O Museu das Nuvens



O MUSEU DAS NUVENS


Miguel Carqueija


I


De meu ponto de observação, junto à amurada de proteção, contemplo, silencioso e melancólico, o imenso cubo de vidro antichoque à minha frente, estendendo-se por cinqüenta metros e o seu sombrio conteúdo: a cativa nuvem de tempestade, que ali pairava em permanente ameaça.
A cada vez que visito esse estranho local assalta-me essa mesma sensação de vazio, de desperdício da vida na voragem do tempo, assalta-me a idéia perturbadora de que aqui, neste mesmo lugar, deu-se em mim uma perda que se afigura irremediável, mas que a memória nega-se a trazer de volta à consciência. E por mais que eu esforce os neurônios acabo por desistir, mentalmente esgotado e levado a um estado de imensa perplexidade: que é, afinal, que me arrasta sempre, e sempre sozinho, a esse museu original, a essa imensidão monótona e tristonha, que não chega a atrair muitos visitantes? Que estranha compulsão me obriga a vir aqui periodicamente, em busca de um fragmento qualquer da memória perdida? Ou será tudo apenas um incipiente sintoma de uma loucura que avança silenciosa e sub-repticiamente? Quem poderá esclarecer esse mistério?
Em razão do imenso tamanho dos “mostruários” (ou “monstruários”) existem pisos rolantes que nos permitem uma aproximação mais rápida de cada nuvem. Já me cansei de olhar os cúmulos, os nimbos, os cirros, os estratos, a neblina, o nevoeiro cerrado, o chamado “smog”, a condessa-de-vento, os cúmulos-nimbos, tudo enfim. Sou um dos mais assíduos freqüentadores do museu, e reconhecendo embora a sua importância científica, não sei de fato o que venho fazer aqui com tanta freqüência.


I I


Mais uma vez me encontro aqui, e desta vez contemplo uma nuvem tão branca como floco de algodão. Iluminada por um sol artificial, ela brilha placidamente. É uma dessas imensas nuvens de tempo ensolarado, que se esparramam por cima dos montes e observam as extensas plantações e os rebanhos de bois e ovelhas. Ainda há pouco eu estivera contemplando uma nuvem de tempestade, acompanhada mesmo de chuvarada e trovões. Aquilo acabou por me dar nos nervos, por isso eu me afastara, procurando um meteoro mais tranqüilo.
A nuvem branca (cúmulo) era realmente tranquilizadora. Eu me absorvia na sua contemplação e, movendo-me para a direita, deslizava as mãos pela amurada. De repente outra mão esbarrou na minha: a mão de alguém à minha direita, que se movia para a
esquerda.
Voltei-me e deparei com uma garota de cabelos curtos, magra e vivaz:
- Oh, desculpe!
- Não, eu é que devo...
- Nós nos esbarramos mutuamente, é bobagem pedir desculpas. Estávamos distraídos.
- Você gosta desse lugar?
- Eu venho aqui desde que tinha doze anos. Nesse dia eu esbarrei com um garoto, como esbarrei agora em você. Conversamos muito e ficamos amigos. Mas aí as nossas mães nos puxaram e não pudemos nem trocar endereços.
- Engraçado... isso me faz lembrar qualquer coisa...
Torno a olhá-la, agora com intensidade. É como se uma cortina fosse afastada de meus olhos.
- Lara! Não é você?
- Sou eu! E você não é o Paulo?
Tocou minha mão e sorriu.
- Há muitos anos freqüento aqui, esperando reencontrá-lo.

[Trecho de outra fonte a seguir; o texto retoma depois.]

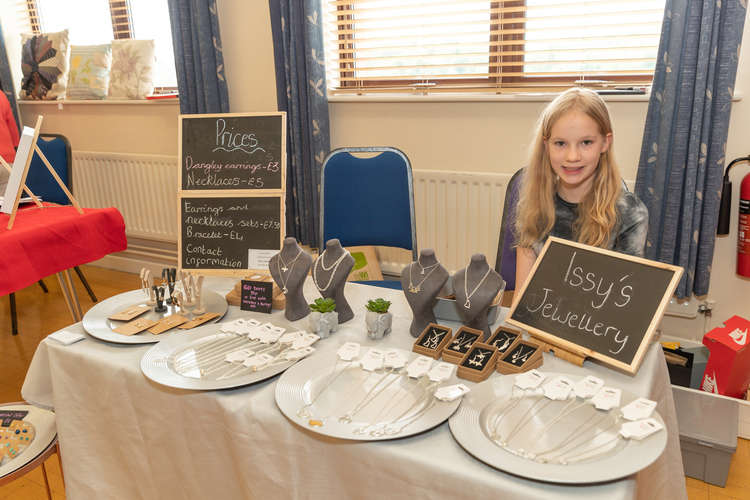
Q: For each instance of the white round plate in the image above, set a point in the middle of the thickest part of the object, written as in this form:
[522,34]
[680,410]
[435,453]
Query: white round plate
[96,321]
[158,363]
[471,427]
[301,386]
[44,432]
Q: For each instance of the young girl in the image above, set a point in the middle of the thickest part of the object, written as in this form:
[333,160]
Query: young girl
[572,187]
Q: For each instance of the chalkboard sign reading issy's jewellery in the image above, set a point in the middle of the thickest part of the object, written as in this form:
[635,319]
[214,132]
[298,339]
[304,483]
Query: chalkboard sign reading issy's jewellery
[232,151]
[595,303]
[229,232]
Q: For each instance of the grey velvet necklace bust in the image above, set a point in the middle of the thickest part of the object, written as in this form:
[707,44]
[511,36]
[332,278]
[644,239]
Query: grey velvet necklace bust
[330,271]
[289,269]
[475,287]
[422,281]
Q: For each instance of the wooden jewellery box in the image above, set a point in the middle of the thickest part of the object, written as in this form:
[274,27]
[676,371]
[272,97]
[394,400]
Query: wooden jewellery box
[478,363]
[432,340]
[523,355]
[465,337]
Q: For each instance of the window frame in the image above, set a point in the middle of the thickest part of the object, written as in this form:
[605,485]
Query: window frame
[498,53]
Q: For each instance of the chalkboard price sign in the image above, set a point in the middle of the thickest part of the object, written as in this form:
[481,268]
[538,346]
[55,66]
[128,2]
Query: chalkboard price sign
[594,302]
[229,232]
[256,296]
[237,151]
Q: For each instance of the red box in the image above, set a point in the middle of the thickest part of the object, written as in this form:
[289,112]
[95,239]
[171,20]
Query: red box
[728,368]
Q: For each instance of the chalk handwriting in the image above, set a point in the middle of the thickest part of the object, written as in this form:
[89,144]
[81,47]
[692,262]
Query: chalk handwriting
[229,140]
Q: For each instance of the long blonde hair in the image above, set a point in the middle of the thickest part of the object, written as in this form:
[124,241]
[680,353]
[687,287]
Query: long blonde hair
[597,214]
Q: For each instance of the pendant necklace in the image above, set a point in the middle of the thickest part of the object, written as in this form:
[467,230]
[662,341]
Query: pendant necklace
[467,304]
[285,279]
[285,266]
[418,287]
[334,267]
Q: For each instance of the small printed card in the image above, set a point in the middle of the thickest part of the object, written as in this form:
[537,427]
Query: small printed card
[451,392]
[640,429]
[65,337]
[607,398]
[256,296]
[130,313]
[638,409]
[135,326]
[198,320]
[167,323]
[587,387]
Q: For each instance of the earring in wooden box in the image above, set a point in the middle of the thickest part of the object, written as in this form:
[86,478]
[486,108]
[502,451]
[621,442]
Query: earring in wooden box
[465,337]
[503,339]
[523,356]
[478,363]
[432,340]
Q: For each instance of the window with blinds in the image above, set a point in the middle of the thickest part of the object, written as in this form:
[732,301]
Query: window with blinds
[489,46]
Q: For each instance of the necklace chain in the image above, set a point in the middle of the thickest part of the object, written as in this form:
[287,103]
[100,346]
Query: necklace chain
[418,287]
[467,304]
[285,265]
[334,266]
[424,268]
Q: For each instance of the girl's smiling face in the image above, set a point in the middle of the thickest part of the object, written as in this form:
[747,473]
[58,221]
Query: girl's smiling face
[574,147]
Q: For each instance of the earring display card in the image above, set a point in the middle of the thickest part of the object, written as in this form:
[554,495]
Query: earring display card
[503,339]
[522,356]
[432,340]
[135,326]
[130,312]
[478,363]
[465,337]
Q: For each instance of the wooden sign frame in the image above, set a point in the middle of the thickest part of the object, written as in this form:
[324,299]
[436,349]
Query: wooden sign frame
[235,192]
[230,193]
[236,273]
[583,352]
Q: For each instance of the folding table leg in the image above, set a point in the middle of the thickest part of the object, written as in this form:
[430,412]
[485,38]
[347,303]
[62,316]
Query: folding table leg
[69,294]
[13,313]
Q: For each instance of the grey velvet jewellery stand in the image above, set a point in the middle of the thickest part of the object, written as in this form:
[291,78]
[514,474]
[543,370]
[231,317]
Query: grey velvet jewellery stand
[421,282]
[330,271]
[289,269]
[475,287]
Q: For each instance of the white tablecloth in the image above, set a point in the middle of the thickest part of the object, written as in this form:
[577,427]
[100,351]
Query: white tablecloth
[123,436]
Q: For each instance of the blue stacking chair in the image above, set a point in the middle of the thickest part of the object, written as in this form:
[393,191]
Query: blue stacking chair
[368,200]
[56,149]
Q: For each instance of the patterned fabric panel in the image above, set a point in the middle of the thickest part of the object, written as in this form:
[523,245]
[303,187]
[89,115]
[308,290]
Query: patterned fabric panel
[132,69]
[44,63]
[89,71]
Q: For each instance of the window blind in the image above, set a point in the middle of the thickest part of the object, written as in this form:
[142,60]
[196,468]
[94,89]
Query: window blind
[481,45]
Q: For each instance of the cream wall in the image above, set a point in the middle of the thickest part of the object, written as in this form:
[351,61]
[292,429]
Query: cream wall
[466,136]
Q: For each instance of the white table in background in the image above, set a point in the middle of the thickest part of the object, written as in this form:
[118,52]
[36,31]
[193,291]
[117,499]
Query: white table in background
[123,436]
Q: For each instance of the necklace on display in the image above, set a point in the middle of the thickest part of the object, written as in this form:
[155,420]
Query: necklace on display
[418,287]
[285,278]
[467,304]
[285,266]
[334,267]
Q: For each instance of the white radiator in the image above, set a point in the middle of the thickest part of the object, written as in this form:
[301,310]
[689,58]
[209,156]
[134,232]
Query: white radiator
[142,187]
[457,213]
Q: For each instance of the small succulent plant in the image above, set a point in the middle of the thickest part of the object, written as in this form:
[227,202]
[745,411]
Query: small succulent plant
[378,305]
[323,305]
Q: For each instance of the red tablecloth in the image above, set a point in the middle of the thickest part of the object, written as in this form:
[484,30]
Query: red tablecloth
[47,240]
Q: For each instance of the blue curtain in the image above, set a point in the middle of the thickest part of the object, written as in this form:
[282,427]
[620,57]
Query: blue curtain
[301,92]
[682,155]
[198,57]
[6,80]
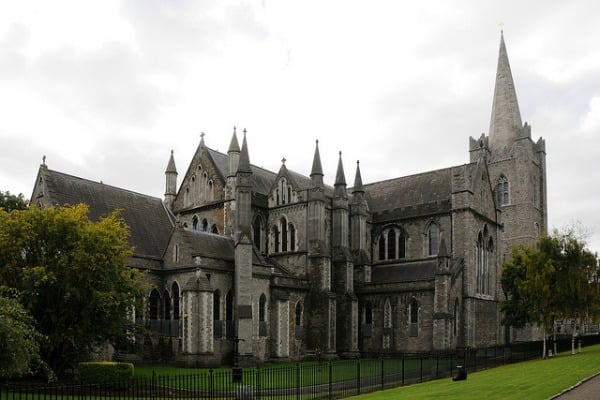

Lembra que juramos amor eterno? Eu nunca esqueci.
- Eu esqueci... perdi parte da memória num desastre de trânsito. Mas nos últimos anos voltei a freqüentar este museu. Qualquer coisa me fazia vir, e eu não sabia o que era.
Nós nos abraçamos, com todo o calor que os anos perdidos não haviam exterminado.
Estávamos nas nuvens.


Nota do autor: quando tinha 5 anos minha enteada Melanie Evarino falou-me sobre o museu das nuvens” por ela imaginado. Daí veio-me a idéia para este conto, que depois foi filmado num curta de sete minutos por Camilo Calandreli.